Southern Africa ranks as the leading region for both sourcing imports and serving as the primary export destination across the continent, according to the latest Standard Bank Africa Trade Barometer (SB ATB).
The barometer shows 30% of surveyed businesses source imports from Southern Africa, a figure consistent with the 31% recorded in May 2023. This trend is largely driven by Southern African Development Community (Sadc) member countries, including SA, Angola, Mozambique, Namibia, and Zambia. However, SA businesses indicate the lowest levels of imports from the Southern African region.
“A majority of businesses in Mozambique (44%) and Namibia (52%) source their imports from SA, likely due to the ease of trade with the neighbouring country and fellow Sadc member. Imports from other regions within Africa are relatively low, particularly from Central and North Africa. Only 3% of surveyed businesses import from Central and North Africa,” reads the barometer.
Similarly, SA emerged as the top export market for surveyed businesses, with 8% exporting goods there, though this figure is only slightly higher than others, down from 14% in the May 2023 cohort.
“The Democratic Republic of Congo (DRC) is a close second export destination; 7% of surveyed businesses export to the DRC, a 2% increase from the export activities of the previous year’s cohort,” reads the barometer.
The SB ATB trade attractiveness rankings reveal significant changes among the 10 African nations, with Tanzania rising from eighth to fourth, Mozambique from fourth to third, Nigeria from sixth to fifth, and Zambia from ninth to eighth. In contrast, Ghana dropped from third to seventh, Uganda fell from seventh to ninth, and Kenya slipped from fifth to sixth. Meanwhile, SA, Namibia and Angola retained their positions at first, second and 10th, respectively.
“Tanzania is now ranked fourth highest in terms of overall attractiveness for trade in Africa. Its leap in the rankings was boosted by the country’s substantial investments in infrastructure and better access to finance, enabling businesses to engage more actively in cross-border trade.”
Most surveyed businesses remain optimistic about the economy and the business environment across the 10 markets. However, high taxation (76%) remains a major concern. As governments seek to expand their tax bases and manage debts, the business community has resisted tax reforms that lead to increased operating costs.
“This has been witnessed in markets such as Kenya, where youth-led public protests erupted over proposed tax hikes; in Nigeria, where there were protests against the removal of fuel subsidies; and in Tanzania, where traders led protests in response to new tax measures which required the mandatory use of electronic fiscal devices for issuing receipts and the requirement for electronic tax tamps on transactions,” reads the barometer.

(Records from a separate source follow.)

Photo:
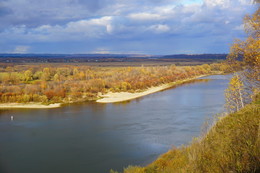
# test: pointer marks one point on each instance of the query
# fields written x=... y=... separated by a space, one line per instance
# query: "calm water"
x=93 y=138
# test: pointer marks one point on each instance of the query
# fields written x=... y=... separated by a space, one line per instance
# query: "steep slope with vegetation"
x=232 y=145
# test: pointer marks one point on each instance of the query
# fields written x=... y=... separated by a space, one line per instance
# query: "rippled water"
x=93 y=138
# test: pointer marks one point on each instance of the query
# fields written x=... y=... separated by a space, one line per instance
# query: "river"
x=94 y=137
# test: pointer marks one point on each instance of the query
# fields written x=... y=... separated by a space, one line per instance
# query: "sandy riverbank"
x=28 y=105
x=125 y=96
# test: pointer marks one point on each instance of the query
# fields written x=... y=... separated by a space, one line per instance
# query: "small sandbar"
x=125 y=96
x=28 y=106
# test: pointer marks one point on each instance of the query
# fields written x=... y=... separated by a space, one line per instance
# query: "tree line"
x=61 y=83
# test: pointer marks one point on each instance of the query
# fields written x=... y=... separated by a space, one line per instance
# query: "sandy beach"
x=29 y=105
x=124 y=96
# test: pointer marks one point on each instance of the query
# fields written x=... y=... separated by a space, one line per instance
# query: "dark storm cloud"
x=121 y=25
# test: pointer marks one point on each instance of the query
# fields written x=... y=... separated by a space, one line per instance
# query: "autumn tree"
x=235 y=94
x=245 y=54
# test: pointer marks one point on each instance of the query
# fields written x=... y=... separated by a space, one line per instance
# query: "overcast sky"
x=121 y=26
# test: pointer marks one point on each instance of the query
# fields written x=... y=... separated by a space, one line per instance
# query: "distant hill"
x=75 y=58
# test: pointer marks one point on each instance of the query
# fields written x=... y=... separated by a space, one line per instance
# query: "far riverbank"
x=111 y=97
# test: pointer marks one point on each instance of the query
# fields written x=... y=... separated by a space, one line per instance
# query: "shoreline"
x=126 y=96
x=28 y=105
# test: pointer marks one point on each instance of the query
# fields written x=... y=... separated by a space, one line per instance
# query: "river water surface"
x=94 y=137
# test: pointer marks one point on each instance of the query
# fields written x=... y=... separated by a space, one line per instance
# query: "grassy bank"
x=232 y=145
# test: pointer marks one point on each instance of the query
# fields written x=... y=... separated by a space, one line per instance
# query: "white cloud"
x=159 y=28
x=21 y=49
x=145 y=16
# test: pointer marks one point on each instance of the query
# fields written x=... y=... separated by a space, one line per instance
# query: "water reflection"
x=94 y=137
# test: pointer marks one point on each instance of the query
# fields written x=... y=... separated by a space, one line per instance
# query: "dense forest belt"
x=125 y=96
x=57 y=83
x=231 y=145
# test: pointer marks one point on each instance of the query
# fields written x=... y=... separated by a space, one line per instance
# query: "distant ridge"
x=75 y=58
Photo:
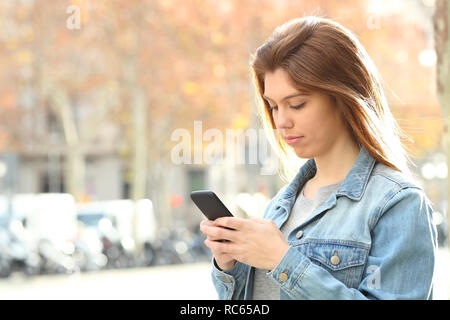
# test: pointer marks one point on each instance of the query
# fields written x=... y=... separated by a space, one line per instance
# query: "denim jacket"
x=373 y=239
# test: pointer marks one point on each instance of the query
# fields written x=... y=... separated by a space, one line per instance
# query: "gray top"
x=264 y=287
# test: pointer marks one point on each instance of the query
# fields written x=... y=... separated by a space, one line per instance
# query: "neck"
x=334 y=165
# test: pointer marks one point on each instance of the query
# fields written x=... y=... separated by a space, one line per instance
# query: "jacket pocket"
x=343 y=259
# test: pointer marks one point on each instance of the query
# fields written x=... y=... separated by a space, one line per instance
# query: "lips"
x=292 y=139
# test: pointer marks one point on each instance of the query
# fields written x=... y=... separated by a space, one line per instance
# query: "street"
x=189 y=281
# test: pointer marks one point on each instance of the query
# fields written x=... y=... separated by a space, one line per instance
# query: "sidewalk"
x=442 y=275
x=189 y=281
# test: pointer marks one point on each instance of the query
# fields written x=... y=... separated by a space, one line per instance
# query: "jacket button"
x=283 y=276
x=335 y=260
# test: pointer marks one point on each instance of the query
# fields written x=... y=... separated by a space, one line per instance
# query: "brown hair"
x=321 y=55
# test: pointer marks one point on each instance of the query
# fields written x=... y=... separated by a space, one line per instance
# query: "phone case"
x=209 y=204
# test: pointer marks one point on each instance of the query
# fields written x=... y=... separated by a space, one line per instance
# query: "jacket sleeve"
x=400 y=262
x=230 y=285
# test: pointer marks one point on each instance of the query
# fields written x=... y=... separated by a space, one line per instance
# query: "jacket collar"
x=353 y=186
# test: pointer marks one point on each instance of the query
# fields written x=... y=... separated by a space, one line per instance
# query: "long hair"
x=321 y=55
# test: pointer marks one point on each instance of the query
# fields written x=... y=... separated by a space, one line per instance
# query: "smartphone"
x=209 y=204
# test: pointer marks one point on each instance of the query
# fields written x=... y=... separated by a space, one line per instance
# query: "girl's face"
x=308 y=121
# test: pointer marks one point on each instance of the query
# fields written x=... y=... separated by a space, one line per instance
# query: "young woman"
x=353 y=223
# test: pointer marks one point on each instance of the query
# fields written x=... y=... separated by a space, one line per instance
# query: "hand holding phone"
x=209 y=204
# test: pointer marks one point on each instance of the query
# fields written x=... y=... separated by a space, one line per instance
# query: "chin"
x=304 y=154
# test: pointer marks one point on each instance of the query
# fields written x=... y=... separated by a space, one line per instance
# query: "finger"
x=230 y=222
x=258 y=220
x=222 y=248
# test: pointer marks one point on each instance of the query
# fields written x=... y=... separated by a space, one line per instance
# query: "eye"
x=298 y=106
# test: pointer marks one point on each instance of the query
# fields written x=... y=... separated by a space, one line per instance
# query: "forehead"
x=278 y=84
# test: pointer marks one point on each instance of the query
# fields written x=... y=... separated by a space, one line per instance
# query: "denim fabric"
x=372 y=239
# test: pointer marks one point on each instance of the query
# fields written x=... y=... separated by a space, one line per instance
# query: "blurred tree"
x=442 y=42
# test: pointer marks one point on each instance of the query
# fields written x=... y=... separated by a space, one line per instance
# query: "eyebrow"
x=289 y=96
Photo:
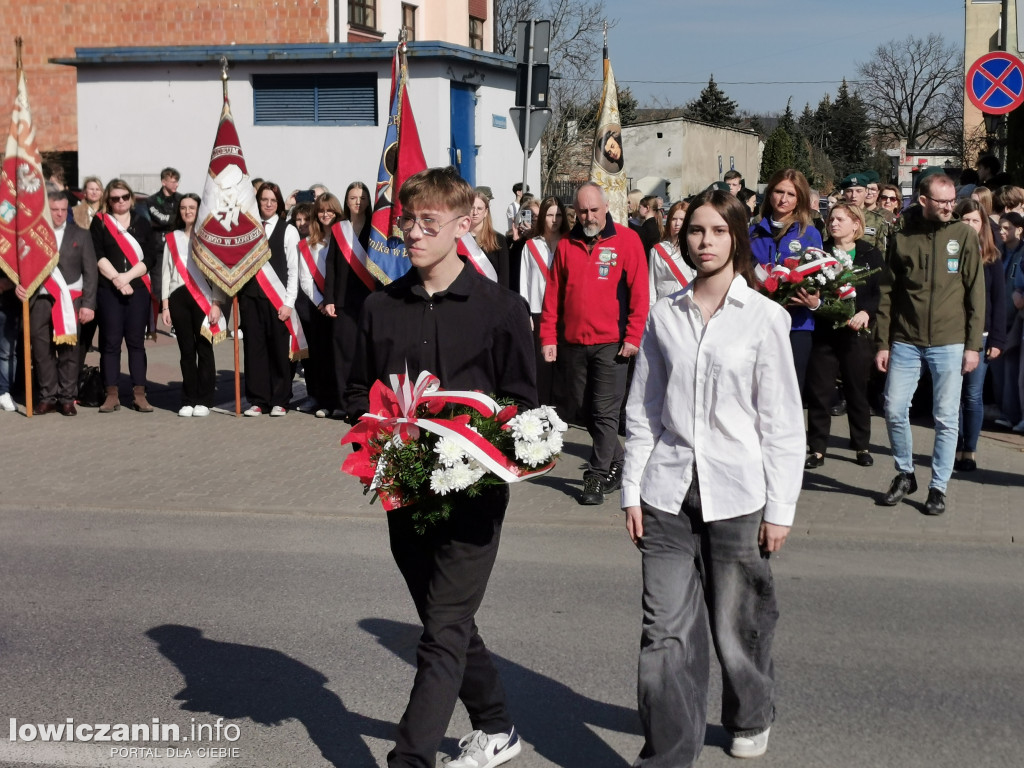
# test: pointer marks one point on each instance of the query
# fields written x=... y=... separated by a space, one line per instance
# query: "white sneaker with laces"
x=750 y=747
x=480 y=750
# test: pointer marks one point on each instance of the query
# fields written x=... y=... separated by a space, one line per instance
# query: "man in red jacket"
x=598 y=290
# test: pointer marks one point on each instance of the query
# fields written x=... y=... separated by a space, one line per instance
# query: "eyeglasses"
x=428 y=226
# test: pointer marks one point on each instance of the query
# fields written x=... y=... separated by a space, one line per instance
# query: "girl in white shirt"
x=714 y=463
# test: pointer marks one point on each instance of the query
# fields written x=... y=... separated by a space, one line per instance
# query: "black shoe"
x=613 y=480
x=902 y=484
x=592 y=491
x=936 y=503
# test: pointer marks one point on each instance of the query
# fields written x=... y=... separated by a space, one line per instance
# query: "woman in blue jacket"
x=784 y=229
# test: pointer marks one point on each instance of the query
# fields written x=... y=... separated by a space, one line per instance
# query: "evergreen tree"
x=778 y=154
x=713 y=107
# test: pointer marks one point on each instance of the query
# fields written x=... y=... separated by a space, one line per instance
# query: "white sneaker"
x=485 y=751
x=750 y=747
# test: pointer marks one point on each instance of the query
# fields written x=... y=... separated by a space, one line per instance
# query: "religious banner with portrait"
x=607 y=166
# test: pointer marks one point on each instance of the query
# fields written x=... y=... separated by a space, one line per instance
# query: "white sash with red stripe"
x=353 y=252
x=662 y=251
x=128 y=245
x=273 y=289
x=468 y=247
x=65 y=318
x=196 y=282
x=315 y=267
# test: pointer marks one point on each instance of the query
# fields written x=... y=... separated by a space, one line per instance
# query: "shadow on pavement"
x=236 y=681
x=550 y=716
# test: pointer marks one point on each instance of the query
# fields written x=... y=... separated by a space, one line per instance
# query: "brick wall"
x=54 y=28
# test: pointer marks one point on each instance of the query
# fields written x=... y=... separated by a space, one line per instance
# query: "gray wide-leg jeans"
x=692 y=570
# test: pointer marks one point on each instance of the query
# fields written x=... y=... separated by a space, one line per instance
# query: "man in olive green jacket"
x=932 y=312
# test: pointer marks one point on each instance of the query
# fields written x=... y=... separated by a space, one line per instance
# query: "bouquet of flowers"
x=833 y=276
x=421 y=443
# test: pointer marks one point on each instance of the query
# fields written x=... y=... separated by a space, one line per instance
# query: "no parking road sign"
x=995 y=83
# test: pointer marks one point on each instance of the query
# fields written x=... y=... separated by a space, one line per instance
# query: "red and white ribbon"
x=469 y=248
x=274 y=291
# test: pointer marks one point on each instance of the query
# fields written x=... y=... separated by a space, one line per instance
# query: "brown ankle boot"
x=140 y=402
x=112 y=402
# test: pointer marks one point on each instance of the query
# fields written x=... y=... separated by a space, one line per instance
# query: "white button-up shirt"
x=721 y=397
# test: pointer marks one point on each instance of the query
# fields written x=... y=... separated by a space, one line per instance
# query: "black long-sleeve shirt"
x=475 y=336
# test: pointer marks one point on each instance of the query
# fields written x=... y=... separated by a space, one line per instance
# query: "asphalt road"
x=298 y=631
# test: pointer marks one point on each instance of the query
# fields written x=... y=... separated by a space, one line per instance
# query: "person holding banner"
x=265 y=306
x=347 y=281
x=669 y=270
x=123 y=242
x=193 y=307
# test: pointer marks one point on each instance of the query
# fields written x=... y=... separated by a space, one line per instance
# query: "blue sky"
x=762 y=40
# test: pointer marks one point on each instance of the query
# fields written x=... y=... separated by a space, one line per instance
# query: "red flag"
x=229 y=245
x=28 y=246
x=402 y=157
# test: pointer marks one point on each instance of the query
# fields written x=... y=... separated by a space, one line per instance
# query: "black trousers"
x=56 y=366
x=199 y=369
x=267 y=368
x=596 y=371
x=320 y=365
x=849 y=354
x=446 y=570
x=122 y=318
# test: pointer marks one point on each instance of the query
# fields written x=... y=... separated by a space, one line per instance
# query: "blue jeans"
x=972 y=409
x=695 y=572
x=8 y=343
x=905 y=365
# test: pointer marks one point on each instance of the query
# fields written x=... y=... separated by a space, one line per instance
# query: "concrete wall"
x=134 y=121
x=685 y=155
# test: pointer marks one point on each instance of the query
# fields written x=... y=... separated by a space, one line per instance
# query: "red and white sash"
x=273 y=289
x=65 y=318
x=542 y=263
x=471 y=250
x=198 y=287
x=353 y=252
x=673 y=266
x=316 y=266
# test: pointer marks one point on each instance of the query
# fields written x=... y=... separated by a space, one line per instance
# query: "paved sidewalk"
x=154 y=462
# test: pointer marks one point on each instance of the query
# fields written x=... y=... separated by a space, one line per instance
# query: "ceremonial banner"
x=229 y=245
x=402 y=157
x=28 y=246
x=607 y=164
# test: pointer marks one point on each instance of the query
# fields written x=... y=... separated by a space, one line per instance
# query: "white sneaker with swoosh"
x=481 y=750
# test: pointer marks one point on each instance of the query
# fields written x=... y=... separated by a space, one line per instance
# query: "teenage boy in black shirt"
x=444 y=317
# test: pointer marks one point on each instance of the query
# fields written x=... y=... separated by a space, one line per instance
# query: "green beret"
x=854 y=179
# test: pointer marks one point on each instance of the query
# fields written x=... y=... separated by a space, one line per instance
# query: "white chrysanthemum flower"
x=439 y=481
x=449 y=452
x=527 y=426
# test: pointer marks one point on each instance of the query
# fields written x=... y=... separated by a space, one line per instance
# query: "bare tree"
x=573 y=56
x=907 y=87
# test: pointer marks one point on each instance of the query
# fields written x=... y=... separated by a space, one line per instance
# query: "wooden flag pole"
x=238 y=380
x=27 y=338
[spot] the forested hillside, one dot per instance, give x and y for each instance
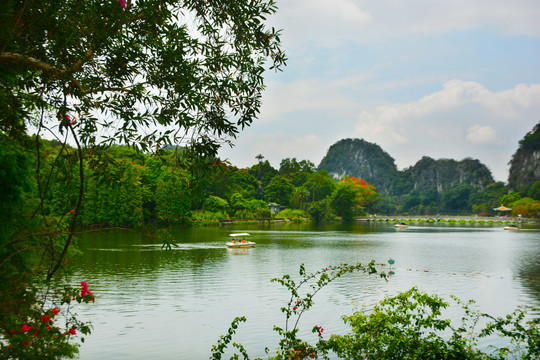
(361, 159)
(431, 186)
(524, 173)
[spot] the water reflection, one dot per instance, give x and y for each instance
(164, 304)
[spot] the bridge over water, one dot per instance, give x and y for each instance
(447, 218)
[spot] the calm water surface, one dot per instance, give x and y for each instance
(175, 304)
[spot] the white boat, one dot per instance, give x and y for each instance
(511, 227)
(239, 241)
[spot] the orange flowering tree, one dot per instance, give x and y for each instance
(353, 197)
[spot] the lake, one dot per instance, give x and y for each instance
(174, 304)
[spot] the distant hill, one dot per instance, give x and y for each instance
(361, 159)
(365, 160)
(445, 174)
(525, 163)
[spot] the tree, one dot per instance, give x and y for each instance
(320, 185)
(146, 65)
(142, 73)
(344, 201)
(279, 190)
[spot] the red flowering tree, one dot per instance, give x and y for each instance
(96, 72)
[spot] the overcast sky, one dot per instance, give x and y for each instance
(445, 79)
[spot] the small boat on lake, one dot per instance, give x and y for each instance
(511, 227)
(239, 241)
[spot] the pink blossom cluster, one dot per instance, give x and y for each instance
(85, 291)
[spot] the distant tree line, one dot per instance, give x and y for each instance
(125, 187)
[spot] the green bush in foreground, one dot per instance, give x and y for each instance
(409, 325)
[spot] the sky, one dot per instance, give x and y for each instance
(444, 79)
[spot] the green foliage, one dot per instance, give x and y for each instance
(216, 204)
(510, 198)
(279, 190)
(410, 326)
(524, 165)
(291, 213)
(146, 64)
(534, 191)
(343, 202)
(173, 199)
(320, 211)
(526, 207)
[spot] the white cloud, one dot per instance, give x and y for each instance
(446, 124)
(331, 23)
(481, 134)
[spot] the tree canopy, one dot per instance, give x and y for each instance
(140, 72)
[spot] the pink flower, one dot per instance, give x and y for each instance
(85, 291)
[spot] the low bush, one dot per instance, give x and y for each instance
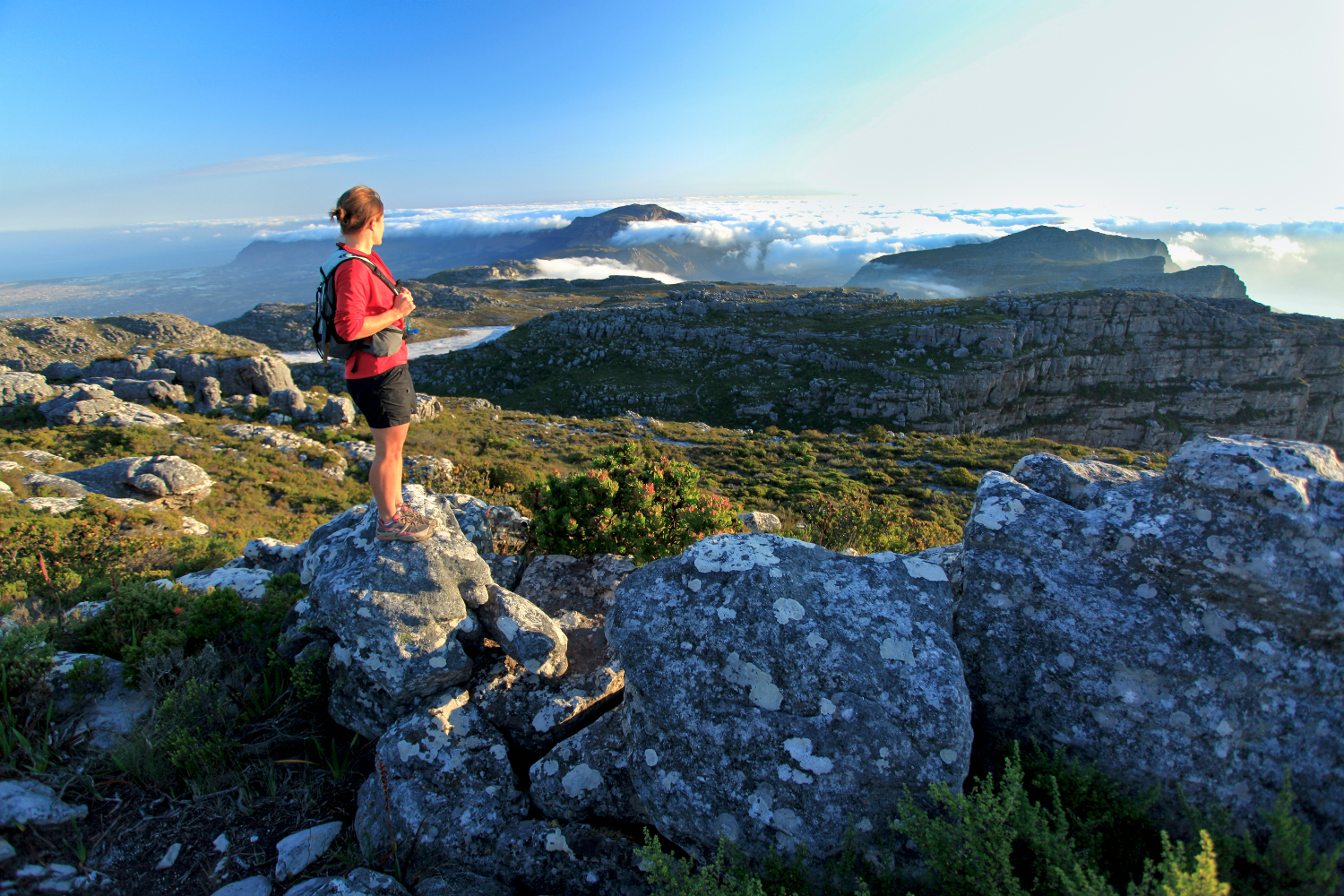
(632, 501)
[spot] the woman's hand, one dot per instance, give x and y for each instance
(405, 304)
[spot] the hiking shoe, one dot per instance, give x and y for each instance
(408, 525)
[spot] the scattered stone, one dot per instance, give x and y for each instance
(526, 634)
(254, 375)
(588, 775)
(258, 885)
(297, 852)
(96, 702)
(1175, 629)
(23, 389)
(392, 611)
(276, 555)
(779, 694)
(160, 479)
(427, 408)
(169, 857)
(534, 713)
(461, 883)
(339, 411)
(448, 783)
(29, 802)
(761, 522)
(250, 584)
(209, 395)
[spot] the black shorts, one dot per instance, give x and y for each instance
(386, 400)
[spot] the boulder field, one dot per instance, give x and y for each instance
(1180, 629)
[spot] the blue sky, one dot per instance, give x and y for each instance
(1156, 118)
(142, 112)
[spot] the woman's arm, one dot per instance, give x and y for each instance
(402, 308)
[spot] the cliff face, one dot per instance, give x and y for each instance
(1045, 260)
(1105, 367)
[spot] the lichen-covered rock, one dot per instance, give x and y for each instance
(392, 611)
(260, 375)
(526, 634)
(569, 860)
(23, 389)
(761, 522)
(777, 692)
(535, 715)
(161, 479)
(250, 584)
(1175, 629)
(276, 555)
(339, 411)
(588, 775)
(444, 774)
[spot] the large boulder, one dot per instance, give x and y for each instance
(260, 375)
(1179, 629)
(779, 694)
(163, 479)
(392, 611)
(97, 406)
(23, 389)
(444, 785)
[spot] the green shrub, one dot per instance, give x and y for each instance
(632, 501)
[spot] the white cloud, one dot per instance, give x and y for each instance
(589, 268)
(1279, 247)
(265, 163)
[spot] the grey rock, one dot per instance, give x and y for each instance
(276, 555)
(260, 375)
(777, 692)
(461, 883)
(288, 401)
(121, 368)
(426, 409)
(339, 411)
(150, 390)
(67, 487)
(588, 775)
(559, 583)
(448, 780)
(761, 522)
(569, 860)
(97, 702)
(29, 802)
(249, 583)
(24, 389)
(209, 395)
(392, 611)
(534, 713)
(1180, 629)
(524, 632)
(300, 849)
(62, 371)
(193, 368)
(161, 479)
(258, 885)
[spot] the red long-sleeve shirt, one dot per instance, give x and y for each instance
(360, 295)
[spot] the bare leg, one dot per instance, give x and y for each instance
(384, 473)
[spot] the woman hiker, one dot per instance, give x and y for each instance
(381, 386)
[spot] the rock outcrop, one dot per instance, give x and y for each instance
(1180, 629)
(816, 686)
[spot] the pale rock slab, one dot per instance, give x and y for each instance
(300, 849)
(777, 691)
(449, 780)
(1175, 629)
(392, 611)
(588, 775)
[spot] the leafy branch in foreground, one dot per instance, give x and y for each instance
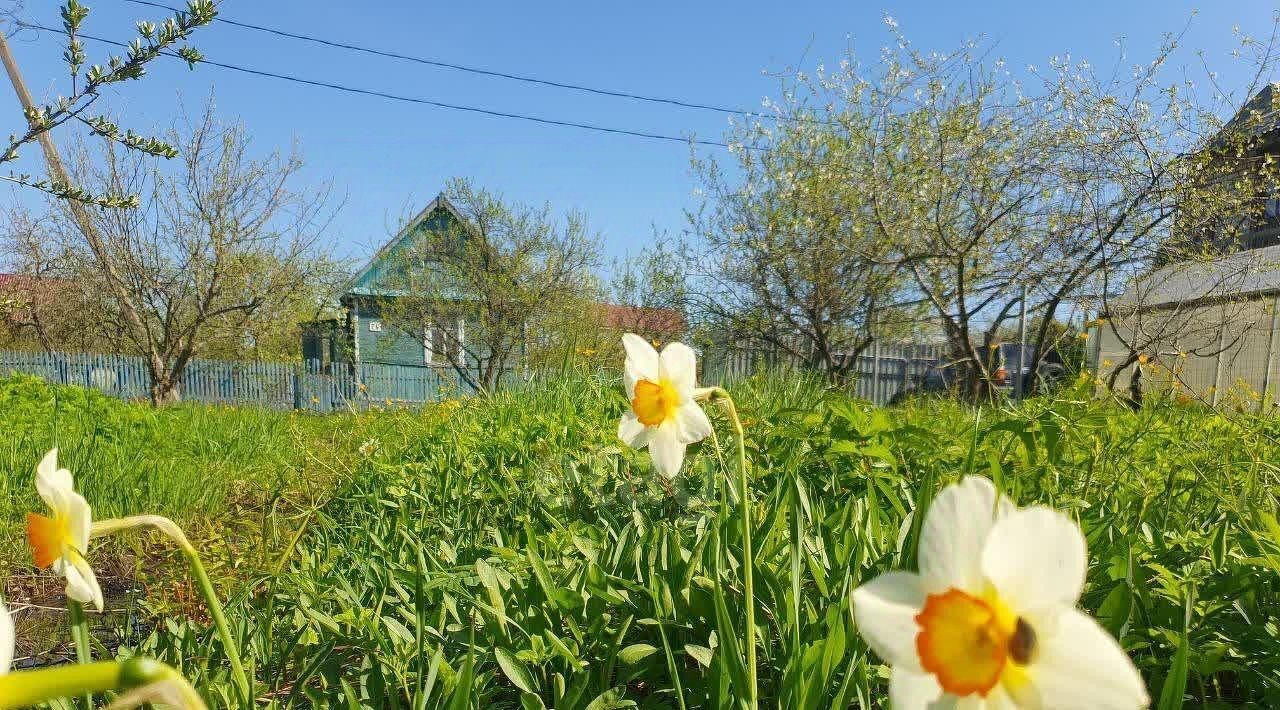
(152, 40)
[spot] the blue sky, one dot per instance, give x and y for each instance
(387, 157)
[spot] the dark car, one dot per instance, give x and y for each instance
(944, 376)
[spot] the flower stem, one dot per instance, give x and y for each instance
(748, 553)
(215, 610)
(31, 687)
(26, 688)
(80, 635)
(206, 587)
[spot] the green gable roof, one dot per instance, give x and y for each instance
(439, 215)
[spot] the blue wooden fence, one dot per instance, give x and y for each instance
(280, 385)
(880, 372)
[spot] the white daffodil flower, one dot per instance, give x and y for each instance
(664, 415)
(990, 622)
(8, 640)
(60, 540)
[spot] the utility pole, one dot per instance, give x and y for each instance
(59, 173)
(1020, 385)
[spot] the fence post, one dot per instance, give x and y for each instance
(876, 366)
(1271, 351)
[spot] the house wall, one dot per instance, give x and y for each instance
(1219, 353)
(383, 343)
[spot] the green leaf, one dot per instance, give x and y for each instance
(515, 670)
(636, 653)
(702, 654)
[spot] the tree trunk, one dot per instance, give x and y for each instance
(1136, 386)
(164, 390)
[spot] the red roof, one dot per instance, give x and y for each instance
(31, 287)
(645, 321)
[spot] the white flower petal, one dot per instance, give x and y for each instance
(885, 610)
(80, 520)
(910, 690)
(641, 362)
(955, 532)
(53, 482)
(693, 424)
(82, 583)
(1037, 559)
(667, 449)
(680, 366)
(8, 640)
(1082, 665)
(632, 433)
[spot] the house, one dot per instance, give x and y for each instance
(364, 335)
(1207, 325)
(31, 310)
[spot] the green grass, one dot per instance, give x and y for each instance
(511, 553)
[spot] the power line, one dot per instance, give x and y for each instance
(476, 69)
(401, 97)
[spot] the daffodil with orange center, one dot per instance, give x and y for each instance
(60, 539)
(664, 415)
(990, 621)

Meanwhile, 76% of surveyed businesses reported limited foreign currency liquidity in their markets as a barrier to cross-border trade, with the highest rates seen in Ghana (83%) and Zambia (82%), highlighting the urgent need for government support.
Biggest challenge
Power supply infrastructure poses the biggest challenge for businesses in the 10 African markets, with Nigerian companies particularly affected by a national grid that often collapses and struggles to meet daily peak demand, which is almost four times its generation capacity.
The trade barometer also highlights that Africa continues to face challenges with inadequate infrastructure, particularly in rail systems, which remain underdeveloped yet hold potential to boost domestic and cross-border trade. Improvements in the continent’s road, rail and power infrastructure are crucial for fully realising the benefits of the African Continental Free Trade Area.
In Ghana, the quality of rail infrastructure is considered low. However, a number of rail projects expected to be completed in 2024 aim to address this issue. Meanwhile, SA’s port and rail infrastructure is struggling with operational efficiency due to equipment shortages and maintenance delays affecting the government-owned rail and port operator.
“This has had a major impact on the economy with estimates suggesting that Transnet’s port and rail inefficiencies cost SA’s economy about $57m a day. Transnet recently received a $279m loan from the New Development Bank, a multilateral development bank established by Brics member states, to upgrade its infrastructure and a $1bn loan from the African Development Bank to fund its $8bn recovery plan.”
China is a key trade partner for many countries included in the trade barometer and stands as Africa’s largest trading partner on a regional scale. About 16% of Africa’s imports come from China, while 20% of its exports are directed to the country. In 2023 this resulted in a trade volume of $282bn.